The morning rush was over at the diner and I was left with Doc Jones for company at my table.  He was putting the last piece of chocolate pie in his mouth while I got the coffeepot and warmed up our cups.  Marta and Molly were finishing cleaning off the tables from breakfast.  I saw them talking then Molly pointed toward us.  Soon afterward Marta came to join us.  Doc, his mouth full of pie, tried to get up to help her sit, but I managed to beat him to it.

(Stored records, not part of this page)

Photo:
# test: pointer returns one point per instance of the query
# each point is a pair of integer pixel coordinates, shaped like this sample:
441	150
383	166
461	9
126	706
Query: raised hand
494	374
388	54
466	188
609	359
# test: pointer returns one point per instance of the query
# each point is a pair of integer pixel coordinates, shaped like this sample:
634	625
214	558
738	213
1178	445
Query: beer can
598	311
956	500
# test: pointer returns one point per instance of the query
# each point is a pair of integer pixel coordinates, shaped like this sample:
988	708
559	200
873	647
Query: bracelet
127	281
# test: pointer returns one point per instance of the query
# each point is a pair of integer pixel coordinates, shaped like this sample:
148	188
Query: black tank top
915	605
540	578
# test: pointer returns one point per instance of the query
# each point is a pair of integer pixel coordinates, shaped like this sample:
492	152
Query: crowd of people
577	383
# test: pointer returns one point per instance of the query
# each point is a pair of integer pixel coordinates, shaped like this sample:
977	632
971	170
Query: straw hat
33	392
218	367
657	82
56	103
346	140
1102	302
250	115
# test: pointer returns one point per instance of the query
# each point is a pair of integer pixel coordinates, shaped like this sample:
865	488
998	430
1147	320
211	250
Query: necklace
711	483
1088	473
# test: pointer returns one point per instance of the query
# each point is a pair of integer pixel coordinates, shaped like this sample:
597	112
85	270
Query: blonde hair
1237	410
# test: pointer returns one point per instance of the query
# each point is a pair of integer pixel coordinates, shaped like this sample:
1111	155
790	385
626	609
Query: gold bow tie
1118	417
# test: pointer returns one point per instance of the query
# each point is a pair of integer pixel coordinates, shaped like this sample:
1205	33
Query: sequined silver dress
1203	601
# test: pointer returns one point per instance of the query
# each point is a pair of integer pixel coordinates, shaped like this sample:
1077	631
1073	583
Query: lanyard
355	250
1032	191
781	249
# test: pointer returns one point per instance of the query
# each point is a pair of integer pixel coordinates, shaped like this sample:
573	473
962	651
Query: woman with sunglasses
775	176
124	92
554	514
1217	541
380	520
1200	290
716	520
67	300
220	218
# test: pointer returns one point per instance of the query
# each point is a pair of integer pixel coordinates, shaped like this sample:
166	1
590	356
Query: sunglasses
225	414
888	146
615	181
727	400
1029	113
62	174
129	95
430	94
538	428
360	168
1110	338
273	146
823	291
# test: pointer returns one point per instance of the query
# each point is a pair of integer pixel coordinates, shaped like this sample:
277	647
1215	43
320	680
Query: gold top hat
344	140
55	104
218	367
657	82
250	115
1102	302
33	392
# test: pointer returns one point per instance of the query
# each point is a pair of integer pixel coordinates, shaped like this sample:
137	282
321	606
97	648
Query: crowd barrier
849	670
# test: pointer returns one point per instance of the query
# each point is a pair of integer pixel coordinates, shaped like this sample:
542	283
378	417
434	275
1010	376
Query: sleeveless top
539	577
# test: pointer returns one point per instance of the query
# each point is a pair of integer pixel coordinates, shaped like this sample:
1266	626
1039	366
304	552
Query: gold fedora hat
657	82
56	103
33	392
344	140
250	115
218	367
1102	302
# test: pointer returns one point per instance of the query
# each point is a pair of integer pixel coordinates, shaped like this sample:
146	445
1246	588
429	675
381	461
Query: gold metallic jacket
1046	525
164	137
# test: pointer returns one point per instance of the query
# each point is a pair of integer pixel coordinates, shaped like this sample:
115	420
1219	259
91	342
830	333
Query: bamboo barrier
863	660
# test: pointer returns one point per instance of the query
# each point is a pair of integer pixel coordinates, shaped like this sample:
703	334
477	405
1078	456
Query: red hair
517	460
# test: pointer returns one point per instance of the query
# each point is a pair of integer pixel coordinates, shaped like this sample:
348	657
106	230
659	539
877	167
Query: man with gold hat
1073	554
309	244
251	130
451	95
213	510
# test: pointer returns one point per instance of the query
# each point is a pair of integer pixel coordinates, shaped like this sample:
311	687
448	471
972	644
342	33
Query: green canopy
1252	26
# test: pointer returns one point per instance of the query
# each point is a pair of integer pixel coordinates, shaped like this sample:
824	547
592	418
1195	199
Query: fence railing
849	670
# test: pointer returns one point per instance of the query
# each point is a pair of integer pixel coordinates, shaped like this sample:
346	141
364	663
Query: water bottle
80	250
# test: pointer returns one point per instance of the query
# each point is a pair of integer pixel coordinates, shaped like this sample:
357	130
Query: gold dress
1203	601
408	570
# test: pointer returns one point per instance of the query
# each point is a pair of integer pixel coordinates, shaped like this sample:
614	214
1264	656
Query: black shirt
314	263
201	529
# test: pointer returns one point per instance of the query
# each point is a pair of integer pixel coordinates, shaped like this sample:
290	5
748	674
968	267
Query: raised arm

       “Whew, thank you, Senor Miles,” voiced Marta as she sat.  Marta was only working a few shifts as the baby was due in a couple of weeks.  Edith, Doc’s wife, helped out some, and Molly hired a friend of Marta’s from the barrio, Adela Perez.  She was a good worker, and Molly is considering keeping her on after Marta had the baby, at least for a little while. 
That would give Marta a nice break, and maybe Molly could take off once in a while.  Two-Bits hasn’t been ridden in quite a spell, and I’d sure be willing to take Molly for a ride.
       Rubbing her belly, Marta looked over at Doc.  “Two more weeks, right?” she asked, wanting relief.  “Whew,” she moaned again.
       “Two more weeks if not sooner from the looks of things,” Doc replied.  “Let me see your feet.”
       “Doctor!  Not here,” retorted Marta in embarrassment.
       He got up, went around where he could see better.  Marta grudgingly moved to sit sideways in the chair as Doc stooped to examine her feet.  He grunted some, touching her ankles, nodding his head, then got up and went back to where he was sitting.  Both Marta and I stared at him.
       “Well?” inquired Marta.
       “Well, what?” snapped Doc.  “You need to be off those feet.  They’re swollen.  In fact, Miles, pull that chair next to her so she can prop them up.”  
       I did as ordered and Marta let out another sigh after she settled herself.  The diner was empty.  Molly had taken the last of the dishes to the kitchen and I could hear Emelda and Adela talking.  Molly had convinced them to come out and join us for a few minutes.  Emelda seldom ventured from her domain–the kitchen, and Adela was very shy, that’s why Molly was trying to get her out to visit with us.
       We were having a good time, talking about this and that, and of course, Emelda’s cooking which made her blush.  Adela was looking at Marta’s feet propped up, slightly shaking her head.
       “So, you talked with Mateo?” asked Doc out of nowhere.
       I nodded, “Yes.  He is quite confused with his thinking right now.  He has become a good lawman, and for sure his family needs the income.  If he quits I’m not sure what he’ll find to do.  He has agreed to stay on until a suitable deputy can be found by Charlie.”
       “I understand Mateo,” piped in Marta.  “He is the same, but different.  I was worried about Charlie, being shot, not coming home.  Mateo, he, he is worried about some within him,” she paused to look at me.  “Taking of a life is serious, no?”
       Molly and I had been through this same conversation, and I had it many times with myself.  The Lord finally helped me come to a conclusion with myself, I just prayed that Mateo could come to the same conclusion.  But each has to answer to his own conscience and to God.  It was silent for a few seconds, which was unusual at our table.  It was good to have everyone sit down for a change together.  Even in our off times, we were busy serving others that we seldom got to speak with one another.
       The silence was soon broken when in through the door charged Jimmy Hopkins with a telegram in his hand.  He came straight toward me, handing out the piece of paper.  I was already digging in my little coin pouch.  I was in a good mood so I gave him a dime instead of a nickel.  His eyes widened and a big grin launched out on his face.  He turned and ran out faster than he came in.  Probably heading over to Foster’s.
       Molly gave me a little punch.  “What does it say?”
       “Wilcox in Santa Fe needs you  STOP  He will fill you in”  signed Jens Blasco.
       I knew Felix Wilcox.  He was a good man; had good men working for him.  “What does this mean?” questioned Molly.